Instead of a simple booth and product demos, they built what felt much more like a store – helped along in that the “store” was for a real retail banner, Montreal’s LXR & Co. The store was an effective way to show how interactive, one to one tech could be applied in the full context of a retail environment.
The nicely orchestrated demo for the luxury vintage handbag and accessories retailer, which is adding bricks and mortar to its online business, involved a native iOS app (Android coming) developed to that store, that listened for and worked with Estimote’s Bluetooth Low Energy beacons mounted in Armodilo enclosures at featured merchandise areas.

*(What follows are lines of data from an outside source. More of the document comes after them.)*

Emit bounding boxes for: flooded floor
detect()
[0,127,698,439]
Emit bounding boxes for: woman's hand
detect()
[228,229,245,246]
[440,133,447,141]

The iPad screens would recognize the handset owner from their having opted into a loyalty program built by Thirdshelf, and pop their images and preferences on a screen. So the shopping experience gets a lot more personalized, but at a one-to-one level on small screens. The loyalty part of the program was or will be mapped to POS data, so shoppers and sales associates have a grip on purchase history and style preferences.
A wrinkle I liked were iPad minis on lanyards that store staff could walk around with, that informed them who was in the store, and provided their background and loyalty status.
This was all demo stuff. The company has operating beta sites with some retailer,but nothing is rolled out yet. I saw some breathless tweets and written passages about this being the future of retail. I think that’s a reach, but in the right environment I could certainly see the application and appeal.
I’d LOVE to see a wireless retailers have something like this, so that when customers walked in there was ready information about their current plan, account status, renewal date, usage patterns and so on. It would speed up selections, activations and renewals.